SURFSIDE, Fla. – It’s been six days since authorities found the body of Maria Gabriela Camou in the rubble of the Surfside condo collapse, but her family says funeral plans must wait until the search crew finds her husband of 40 years, Miguel Kaufman.
“We thought the next day they would find Miguel,” said Maria Ines Camous, whose sister died in the collapse. “God willing, soon. I thought it would be immediately.”
Standing in front of a makeshift memorial set up for her sister and playing “Ave Maria” from one of their cellphones, Maria Ines and her brother Bernardo Camou said they traveled from Uruguay to be with their nephews and to tend to the memorial on Harding Avenue a block away from where the Champlain Towers South Condo once stood.
With obligations back home, they said they must return to Uruguay soon, with or without official word about their brother-in-law.
As search teams began their 21st day looking for victims of the Surfside building collapse — and the process of identifying bodies has grown more challenging — some families are still waiting to be reunited with their loved ones even as the search-and-recovery effort appears to be approaching its final stages.
At least 96 people died in the collapse, Miami-Dade Police said Wednesday after identifying an additional victim.
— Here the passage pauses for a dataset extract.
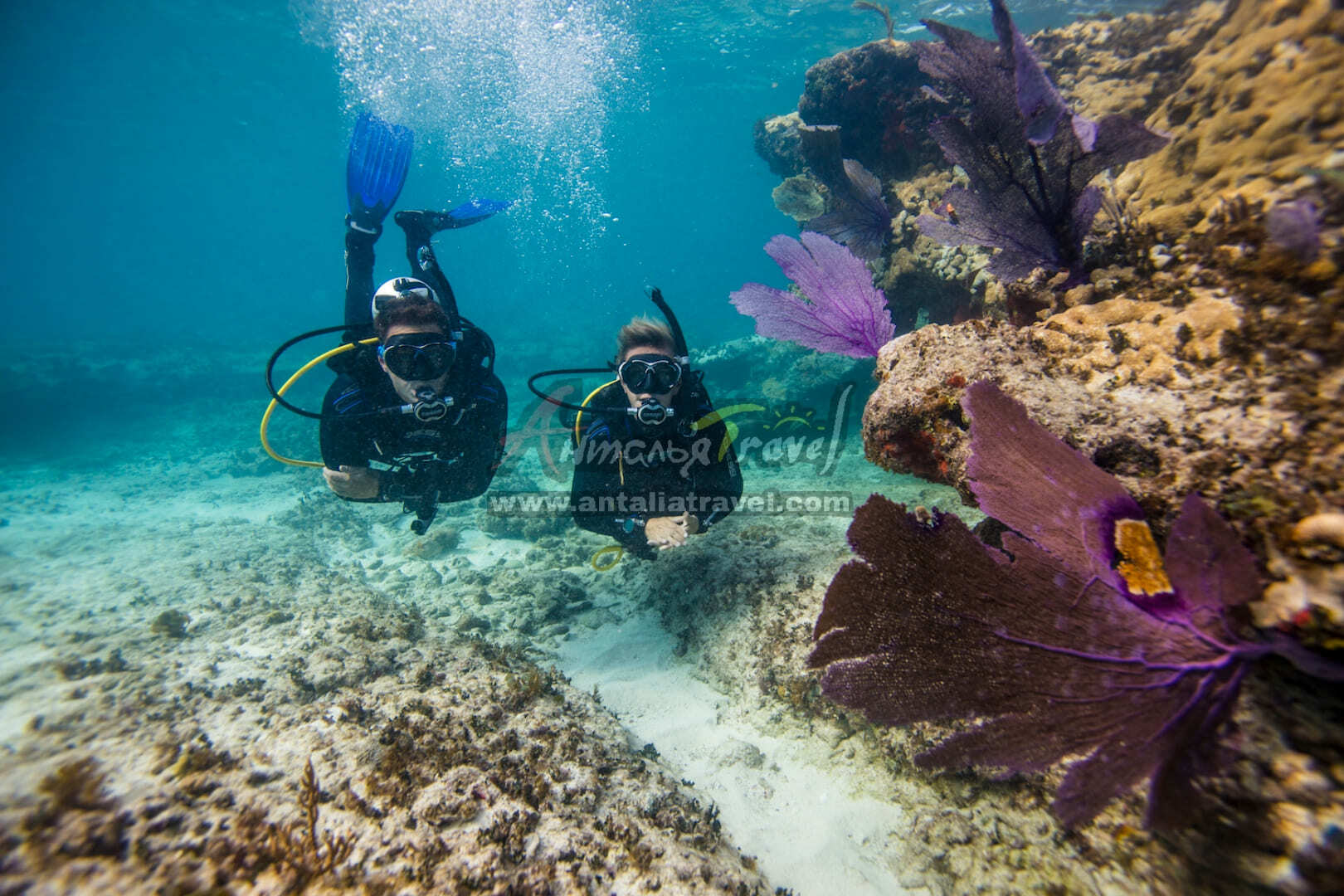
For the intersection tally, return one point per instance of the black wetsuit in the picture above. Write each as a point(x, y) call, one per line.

A total of 11 people remain potentially unaccounted for in the collapse, a police spokesman said.
Miami-Dade Mayor Daniella Levine Cava had previously said there are people who are deceased who may be on the list of the missing but have not been identified yet. Luis Barth Tobar, 51, was identified Wednesday as an additional victim after his body was recovered Saturday.
Officials have cautioned that there’s no timeline for when the recovery effort is expected to conclude.
“It will conclude sooner than we expected,” Surfside Mayor Charles Burkett told the Miami Herald on Wednesday. “My hope and my most strident desire is that we can get everybody out.”
He said the process of identifying bodies recovered from the collapse is taking longer than it once did due to their degradation over time. Burkett said families still waiting to hear about their loved ones — like the family of Dr. Brad Cohen — have been texting him for updates but he must ask them to hold on just a little longer until the work is completed.
Soraya Cohen, whose husband is Brad Cohen, told the Miami Herald she is receiving “zero” information about Cohen.
Burkett said it is “heartbreaking” he does not have answers for Cohen’s 12-year-old daughter, Elisheva, who Burkett said he met the weekend after the tragedy praying at the collapse site.
“That is the cruelest irony that her dad is one of the last to be sort of found and identified after she’s at the site from the very beginning saying prayers...” Burkett said. “That’s heartbreaking to me. What’s further heartbreaking is that I can’t give her the answer that she wants.”
He said he has reminded families that search teams are working 24 hours a day to find their loved ones.
“My message to the families is the same that it was on day one: We will not stop working until we get everybody out of that pile of rubble and return them to their families,” he said.
Kevin Guthrie, the director of Florida’s Division of Emergency Management, announced the opening of a donor portal where people who are able to contribute $5,000 or more can be connected directly with those impacted by the disaster through www.surfsideassistance.com. Donors who can give at least that amount are being encouraged to register so the state can match them with people who have unmet needs.
“This would be where FEMA cannot assist, or where the charitable organizations that are already on the ground may not be able to assist,” Guthrie said. “This is designed to go above and beyond.”